No attempts to rephrase, no multi-page explanations. What follows is a statement that no phone number was stored anywhere or shared with third parties. Does Nekogram leak data beyond its own bot? This is officially denied, but it’s impossible to verify: the server side is closed, and the very fact of silent data collection already shows that the app was doing something behind the user’s back. Trusting such a developer at their word is a personal choice. I wouldn’t.
Should You Use Nekogram
Reviews of Nekogram after the publication split predictably. Some deleted the app that same day. Others accepted the developer’s explanation and stayed — saying the data didn’t go anywhere, so what’s the big deal. The latter group is understandable: MAX instead of Telegram isn’t a gift either, and choosing between two unpleasant options is always tough.

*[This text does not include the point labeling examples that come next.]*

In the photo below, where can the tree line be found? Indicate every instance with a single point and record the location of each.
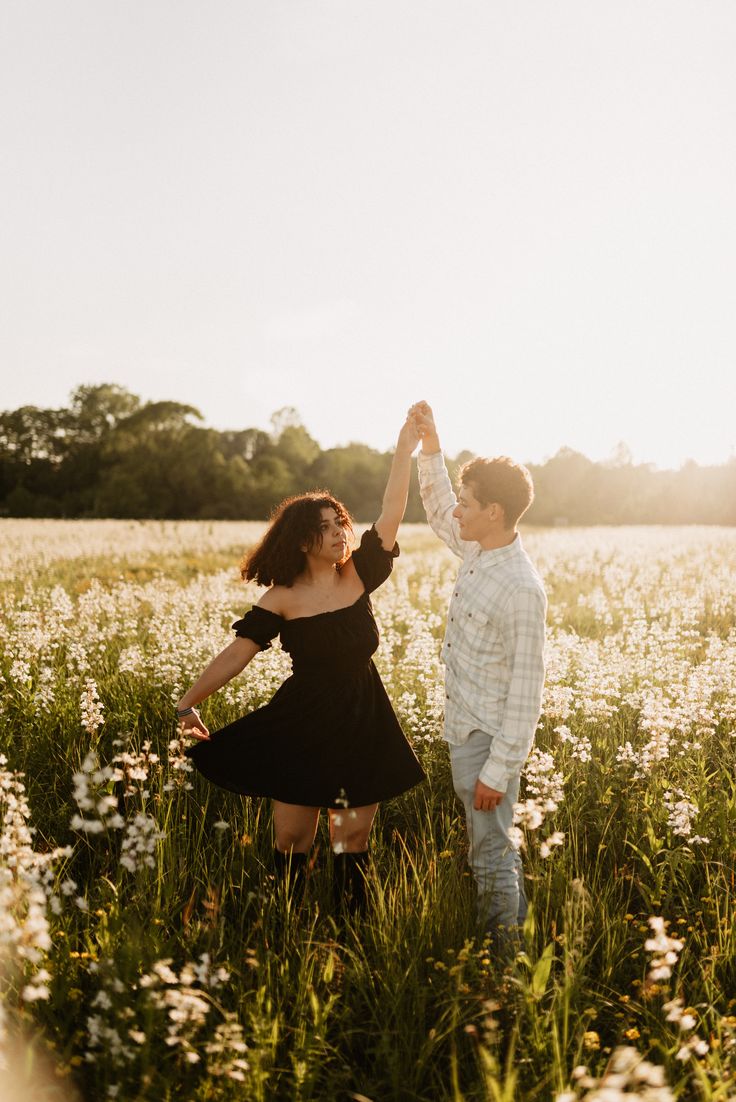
(110, 454)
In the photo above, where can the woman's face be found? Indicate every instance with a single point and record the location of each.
(333, 547)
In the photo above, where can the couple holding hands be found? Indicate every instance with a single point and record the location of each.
(328, 737)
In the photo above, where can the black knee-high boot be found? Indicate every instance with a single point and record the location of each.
(349, 882)
(290, 870)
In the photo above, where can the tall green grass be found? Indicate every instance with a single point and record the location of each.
(406, 1001)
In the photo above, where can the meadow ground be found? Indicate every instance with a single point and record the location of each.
(145, 952)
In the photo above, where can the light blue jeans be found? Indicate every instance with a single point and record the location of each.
(495, 863)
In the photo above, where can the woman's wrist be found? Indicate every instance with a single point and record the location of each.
(186, 710)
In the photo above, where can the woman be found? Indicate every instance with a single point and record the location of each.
(328, 737)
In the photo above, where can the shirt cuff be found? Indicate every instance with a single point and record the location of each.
(435, 462)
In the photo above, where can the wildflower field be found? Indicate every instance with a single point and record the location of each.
(145, 952)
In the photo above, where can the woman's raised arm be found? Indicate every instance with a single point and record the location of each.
(226, 666)
(397, 488)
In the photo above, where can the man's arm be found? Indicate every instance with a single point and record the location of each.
(523, 639)
(434, 486)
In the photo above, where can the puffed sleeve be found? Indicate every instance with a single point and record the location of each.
(371, 561)
(259, 625)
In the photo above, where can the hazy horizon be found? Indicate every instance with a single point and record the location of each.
(522, 214)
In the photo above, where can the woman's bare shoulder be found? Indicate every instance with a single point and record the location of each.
(276, 600)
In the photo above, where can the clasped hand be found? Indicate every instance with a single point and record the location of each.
(192, 726)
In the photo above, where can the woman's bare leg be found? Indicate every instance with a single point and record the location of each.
(294, 827)
(349, 830)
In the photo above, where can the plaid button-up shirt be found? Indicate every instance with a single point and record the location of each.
(494, 643)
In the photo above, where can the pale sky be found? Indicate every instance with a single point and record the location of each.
(521, 212)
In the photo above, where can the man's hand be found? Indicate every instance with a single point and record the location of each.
(192, 726)
(423, 418)
(486, 799)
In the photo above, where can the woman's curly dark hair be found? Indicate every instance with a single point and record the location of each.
(279, 559)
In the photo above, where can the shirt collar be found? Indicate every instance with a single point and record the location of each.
(496, 555)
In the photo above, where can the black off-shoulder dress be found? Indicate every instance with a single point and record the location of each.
(328, 737)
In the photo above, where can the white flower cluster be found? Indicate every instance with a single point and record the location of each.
(139, 843)
(681, 814)
(628, 1078)
(545, 787)
(179, 766)
(666, 951)
(580, 745)
(92, 709)
(26, 881)
(94, 796)
(181, 1002)
(94, 792)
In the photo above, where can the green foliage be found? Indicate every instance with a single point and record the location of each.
(407, 1002)
(110, 455)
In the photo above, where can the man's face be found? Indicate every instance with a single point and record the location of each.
(475, 520)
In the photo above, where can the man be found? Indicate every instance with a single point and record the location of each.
(494, 658)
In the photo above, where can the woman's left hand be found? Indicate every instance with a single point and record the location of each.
(409, 436)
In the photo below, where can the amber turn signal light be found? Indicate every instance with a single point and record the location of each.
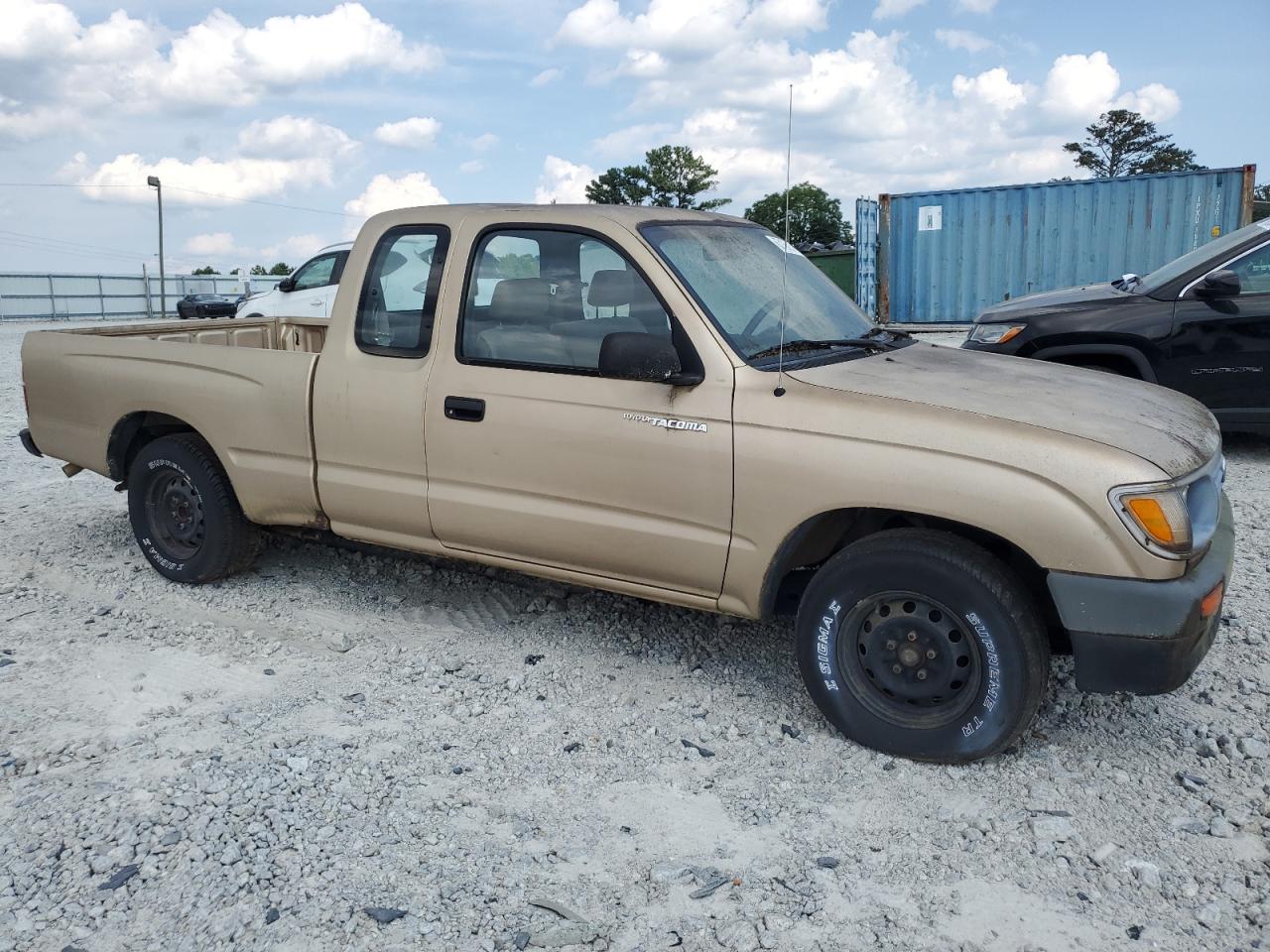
(1151, 517)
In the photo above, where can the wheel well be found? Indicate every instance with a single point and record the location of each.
(135, 431)
(824, 536)
(1112, 363)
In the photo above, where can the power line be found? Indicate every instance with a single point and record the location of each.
(45, 239)
(98, 255)
(63, 184)
(261, 200)
(180, 188)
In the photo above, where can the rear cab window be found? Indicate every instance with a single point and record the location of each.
(398, 303)
(545, 298)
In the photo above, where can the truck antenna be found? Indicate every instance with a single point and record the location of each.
(785, 252)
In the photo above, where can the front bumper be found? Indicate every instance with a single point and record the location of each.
(1143, 638)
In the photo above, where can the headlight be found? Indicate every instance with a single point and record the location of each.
(996, 333)
(1175, 520)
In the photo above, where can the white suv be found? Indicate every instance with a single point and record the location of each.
(307, 293)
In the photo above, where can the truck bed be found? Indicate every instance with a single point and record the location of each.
(244, 385)
(305, 334)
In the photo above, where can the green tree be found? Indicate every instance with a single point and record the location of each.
(813, 214)
(1261, 202)
(671, 177)
(1121, 143)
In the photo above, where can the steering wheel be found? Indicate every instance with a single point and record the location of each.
(760, 316)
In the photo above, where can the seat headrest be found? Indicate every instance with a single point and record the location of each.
(522, 301)
(610, 289)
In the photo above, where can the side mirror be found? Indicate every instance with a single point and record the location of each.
(647, 357)
(1223, 284)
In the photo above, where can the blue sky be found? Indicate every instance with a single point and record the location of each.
(350, 108)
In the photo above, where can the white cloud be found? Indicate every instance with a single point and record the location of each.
(418, 132)
(286, 51)
(125, 64)
(626, 144)
(385, 193)
(202, 181)
(35, 30)
(294, 137)
(864, 123)
(216, 244)
(992, 87)
(480, 144)
(271, 158)
(1079, 87)
(964, 40)
(1156, 102)
(697, 27)
(888, 9)
(563, 181)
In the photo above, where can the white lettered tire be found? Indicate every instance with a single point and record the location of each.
(922, 645)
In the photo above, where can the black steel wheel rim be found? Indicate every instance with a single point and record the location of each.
(175, 511)
(910, 658)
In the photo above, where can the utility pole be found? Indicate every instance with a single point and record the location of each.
(153, 180)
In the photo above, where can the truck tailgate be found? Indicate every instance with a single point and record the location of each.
(252, 405)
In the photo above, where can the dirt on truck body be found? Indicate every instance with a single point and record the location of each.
(677, 405)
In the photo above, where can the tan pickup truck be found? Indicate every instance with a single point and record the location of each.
(679, 407)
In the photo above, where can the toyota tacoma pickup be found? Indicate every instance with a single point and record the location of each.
(680, 407)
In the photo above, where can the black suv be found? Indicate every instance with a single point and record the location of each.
(1201, 324)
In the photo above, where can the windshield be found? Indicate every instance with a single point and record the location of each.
(735, 272)
(1189, 262)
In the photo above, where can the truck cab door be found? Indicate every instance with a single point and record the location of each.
(1220, 348)
(370, 390)
(534, 456)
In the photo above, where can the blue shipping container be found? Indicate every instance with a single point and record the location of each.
(947, 255)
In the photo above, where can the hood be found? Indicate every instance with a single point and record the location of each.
(1162, 426)
(1058, 299)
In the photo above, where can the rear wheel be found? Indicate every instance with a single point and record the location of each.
(185, 513)
(922, 645)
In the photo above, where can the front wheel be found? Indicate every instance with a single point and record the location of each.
(185, 513)
(922, 645)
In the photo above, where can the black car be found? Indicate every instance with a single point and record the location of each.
(204, 306)
(1201, 324)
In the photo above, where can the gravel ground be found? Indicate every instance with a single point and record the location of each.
(350, 751)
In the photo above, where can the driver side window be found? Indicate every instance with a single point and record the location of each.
(1254, 271)
(316, 275)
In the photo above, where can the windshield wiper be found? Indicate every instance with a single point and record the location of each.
(873, 341)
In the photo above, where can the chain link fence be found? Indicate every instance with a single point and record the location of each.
(76, 298)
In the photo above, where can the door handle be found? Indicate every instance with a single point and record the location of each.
(467, 409)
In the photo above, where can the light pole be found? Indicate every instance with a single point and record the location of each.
(153, 180)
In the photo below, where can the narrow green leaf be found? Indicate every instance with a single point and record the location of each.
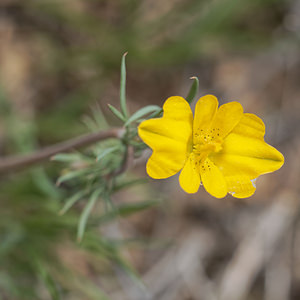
(193, 90)
(123, 87)
(48, 281)
(71, 201)
(71, 175)
(67, 157)
(128, 209)
(116, 112)
(86, 212)
(107, 151)
(129, 183)
(142, 112)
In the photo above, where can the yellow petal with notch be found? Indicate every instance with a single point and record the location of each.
(170, 138)
(213, 180)
(189, 178)
(205, 112)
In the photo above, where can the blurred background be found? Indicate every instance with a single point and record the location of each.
(60, 61)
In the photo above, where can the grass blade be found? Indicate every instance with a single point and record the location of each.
(143, 111)
(106, 152)
(86, 213)
(71, 201)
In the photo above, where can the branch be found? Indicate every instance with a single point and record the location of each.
(18, 162)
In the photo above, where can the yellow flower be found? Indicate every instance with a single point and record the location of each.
(224, 149)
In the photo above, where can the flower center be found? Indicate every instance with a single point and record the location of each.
(204, 144)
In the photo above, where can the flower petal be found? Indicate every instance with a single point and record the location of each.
(213, 180)
(244, 158)
(189, 178)
(240, 186)
(227, 117)
(169, 137)
(251, 126)
(253, 157)
(205, 111)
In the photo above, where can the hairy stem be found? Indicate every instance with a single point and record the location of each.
(18, 162)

Better to steer clear of Nekogram
The official Telegram has years of reputation and a public privacy policy. Nekogram has an admission of silent phone number collection and an explanation along the lines of “well, we didn’t share them with anyone.” These are different weight classes.
If you need an unofficial Telegram client with extended features — look for projects with fully open-source code and transparent infrastructure, where the server can also be verified. Nekogram currently doesn’t fit that description.